What about those other observations?  I've got something moderately important to say about the Medicaid aspect of the case and then something utterly trivial to say about wording.


Medicaid.  I am not sure whether I was more mystified by the position of CJ Roberts (joined in this portion of his opinion by Justices Breyer and Kagan) or horrified by the joint opinion (of Justices Scalia, Kennedy, Thomas and Alito).  Roberts et al find the 2010 amendments to Medicaid unduly coercive because of the amount of money at stake and because compliance with the new conditions was made a prerequisite for obtaining not only (first all, then 90% of) the money to pay for insuring the newly eligible Medicaid recipients, but also a prerequisite for continuing to get federal money under the old (pre-ACA) version of Medicaid.  Yet as Justice Ginsburg (joined by Justice Sotomayor) noted, there is no "old" Medicaid in the sense of a set of reimbursement conditions on funds that the States have already accepted.  The ACA imposed conditions on future payments: If States want to get any of the funds, they have to comply with all of the conditions.  She gave what I regard as a killer hypo: Suppose Congress had simply repealed and re-enacted old Medicaid along with new Medicaid.  That would satisfy the Roberts concern about "notice," so why make Congress go through that formality?  The answer in the Roberts opinion is that there are political obstacles to repealing and re-enacting Medicaid, but if so, it's not clear why that same answer doesn't apply to his view of the taxing power, where he did reject a highly formal distinction.  After all, the whole reason Congress called the exaction a "penalty" rather than a "tax" was because of political obstacles to raising taxes.

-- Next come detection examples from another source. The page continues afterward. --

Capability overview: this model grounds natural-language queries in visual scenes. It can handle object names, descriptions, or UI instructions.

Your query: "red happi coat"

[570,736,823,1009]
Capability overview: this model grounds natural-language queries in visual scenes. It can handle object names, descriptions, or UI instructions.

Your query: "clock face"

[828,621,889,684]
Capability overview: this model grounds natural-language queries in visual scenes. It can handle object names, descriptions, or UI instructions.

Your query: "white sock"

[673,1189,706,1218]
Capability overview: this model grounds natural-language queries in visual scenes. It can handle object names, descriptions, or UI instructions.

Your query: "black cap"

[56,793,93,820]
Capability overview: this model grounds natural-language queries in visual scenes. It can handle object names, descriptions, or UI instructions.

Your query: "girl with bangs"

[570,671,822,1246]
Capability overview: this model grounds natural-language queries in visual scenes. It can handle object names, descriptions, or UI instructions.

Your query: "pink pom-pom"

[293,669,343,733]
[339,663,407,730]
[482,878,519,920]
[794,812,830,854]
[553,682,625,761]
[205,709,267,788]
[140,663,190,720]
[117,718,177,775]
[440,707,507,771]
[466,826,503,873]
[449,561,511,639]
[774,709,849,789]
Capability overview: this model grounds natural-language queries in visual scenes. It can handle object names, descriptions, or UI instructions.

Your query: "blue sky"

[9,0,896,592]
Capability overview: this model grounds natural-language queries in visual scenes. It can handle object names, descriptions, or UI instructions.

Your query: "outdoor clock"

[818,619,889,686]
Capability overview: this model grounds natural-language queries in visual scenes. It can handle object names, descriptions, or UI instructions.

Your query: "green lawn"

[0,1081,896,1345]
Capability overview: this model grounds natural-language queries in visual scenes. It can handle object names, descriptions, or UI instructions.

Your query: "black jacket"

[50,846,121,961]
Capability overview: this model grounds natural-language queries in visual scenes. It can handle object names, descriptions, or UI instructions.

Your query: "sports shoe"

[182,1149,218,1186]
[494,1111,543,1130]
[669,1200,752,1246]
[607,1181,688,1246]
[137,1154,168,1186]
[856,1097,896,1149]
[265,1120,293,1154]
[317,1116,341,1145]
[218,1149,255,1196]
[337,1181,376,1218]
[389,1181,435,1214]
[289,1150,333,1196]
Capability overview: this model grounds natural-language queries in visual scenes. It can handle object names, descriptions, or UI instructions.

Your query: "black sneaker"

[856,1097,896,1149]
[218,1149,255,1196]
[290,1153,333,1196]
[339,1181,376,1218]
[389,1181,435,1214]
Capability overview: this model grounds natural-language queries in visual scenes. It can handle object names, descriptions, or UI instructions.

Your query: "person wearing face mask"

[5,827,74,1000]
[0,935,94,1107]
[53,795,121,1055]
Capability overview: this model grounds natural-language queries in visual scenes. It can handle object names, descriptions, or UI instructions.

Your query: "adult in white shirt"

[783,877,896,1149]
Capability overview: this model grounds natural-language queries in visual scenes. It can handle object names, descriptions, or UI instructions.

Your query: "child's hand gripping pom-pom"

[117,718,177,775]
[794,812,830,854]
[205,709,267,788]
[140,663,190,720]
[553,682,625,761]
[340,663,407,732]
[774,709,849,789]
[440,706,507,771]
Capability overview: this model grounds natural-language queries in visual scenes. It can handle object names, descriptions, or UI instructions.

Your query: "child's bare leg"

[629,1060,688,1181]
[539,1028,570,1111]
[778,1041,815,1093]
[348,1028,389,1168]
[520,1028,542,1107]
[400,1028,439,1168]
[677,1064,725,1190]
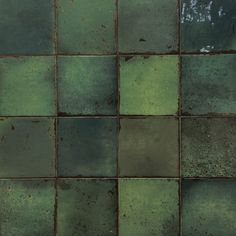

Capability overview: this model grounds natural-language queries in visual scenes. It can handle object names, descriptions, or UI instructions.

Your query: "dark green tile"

[59,118,118,176]
[0,0,54,54]
[0,57,55,116]
[0,180,55,236]
[119,179,179,236]
[119,0,178,53]
[120,56,179,115]
[59,56,117,115]
[181,0,236,52]
[182,118,236,177]
[58,0,116,54]
[182,180,236,236]
[119,118,179,176]
[0,118,55,177]
[57,179,117,236]
[182,55,236,115]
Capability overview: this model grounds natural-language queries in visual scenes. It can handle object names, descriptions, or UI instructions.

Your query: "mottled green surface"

[58,56,117,115]
[58,179,117,236]
[0,118,55,177]
[0,57,55,116]
[119,118,179,176]
[59,118,118,176]
[120,56,179,115]
[182,55,236,115]
[0,0,54,54]
[58,0,116,53]
[119,0,178,53]
[119,179,179,236]
[182,118,236,177]
[0,180,55,236]
[182,180,236,236]
[181,0,236,52]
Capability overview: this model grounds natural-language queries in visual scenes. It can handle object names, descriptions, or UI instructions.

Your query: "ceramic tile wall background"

[0,0,236,236]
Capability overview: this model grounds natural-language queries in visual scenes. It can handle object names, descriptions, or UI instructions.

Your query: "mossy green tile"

[57,179,117,236]
[120,56,179,115]
[0,118,55,177]
[58,0,116,54]
[182,55,236,115]
[118,118,179,177]
[118,0,178,53]
[119,179,179,236]
[0,180,55,236]
[0,0,54,54]
[182,179,236,236]
[58,56,117,115]
[58,118,118,176]
[0,57,55,116]
[181,0,236,52]
[182,118,236,177]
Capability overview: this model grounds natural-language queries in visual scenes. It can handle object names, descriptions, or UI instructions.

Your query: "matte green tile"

[58,56,117,115]
[182,118,236,177]
[181,0,236,52]
[0,0,54,54]
[0,118,55,177]
[120,56,179,115]
[57,179,117,236]
[0,180,55,236]
[119,179,179,236]
[182,55,236,115]
[58,118,118,176]
[58,0,116,53]
[182,179,236,236]
[119,118,179,176]
[118,0,178,53]
[0,57,55,116]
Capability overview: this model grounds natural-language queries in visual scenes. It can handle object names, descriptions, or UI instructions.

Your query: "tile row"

[0,0,236,54]
[0,117,236,178]
[0,54,236,116]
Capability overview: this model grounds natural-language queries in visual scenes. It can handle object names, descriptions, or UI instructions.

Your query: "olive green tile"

[118,0,178,53]
[0,57,55,116]
[182,179,236,236]
[58,118,118,176]
[118,118,179,176]
[182,55,236,115]
[0,0,54,54]
[181,0,236,52]
[58,0,116,54]
[182,118,236,177]
[0,180,55,236]
[120,56,179,115]
[119,179,179,236]
[0,118,55,177]
[58,56,117,115]
[57,179,117,236]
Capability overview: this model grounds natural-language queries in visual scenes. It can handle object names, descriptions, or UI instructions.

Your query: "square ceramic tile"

[119,179,179,236]
[0,57,56,116]
[182,118,236,177]
[182,179,236,236]
[120,56,179,115]
[119,118,179,177]
[57,179,117,236]
[58,56,117,115]
[58,0,116,54]
[0,118,55,177]
[118,0,178,53]
[0,0,54,54]
[58,118,118,176]
[182,55,236,115]
[181,0,236,52]
[0,180,55,236]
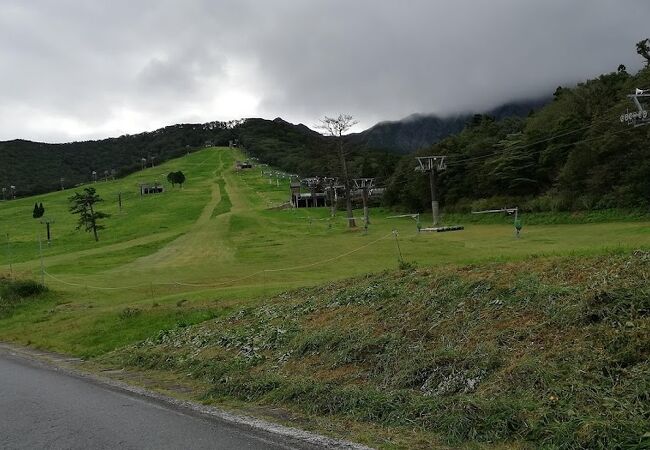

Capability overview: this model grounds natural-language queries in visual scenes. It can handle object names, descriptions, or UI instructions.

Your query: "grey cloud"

[0,0,650,141]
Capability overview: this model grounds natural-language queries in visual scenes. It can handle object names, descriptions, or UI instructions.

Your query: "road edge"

Scalia et al avoid the force of the Ginsburg repeal/re-enact hypo because they think that new Medicaid is coercive simply in virtue of how much money is at stake.  But there's a ton of money at stake with old Medicaid too.  Why isn't that also unconstitutional under their approach?


Finally, my utterly trivial, indeed, ridiculous observation: At page 58 of Justice Ginsburg's opinion, she uses the word "foregone" when she ought to have used "forgone."  This is doubly surprising because: a) Justice Ginsburg is usually a perfectionist; and b) at page 12 of the Scalia et al opinion, one finds the term "sic" pointing out the very same mistake in the statute.


So yes, I spent way too much time with this opinion today.  Back to Summerfest!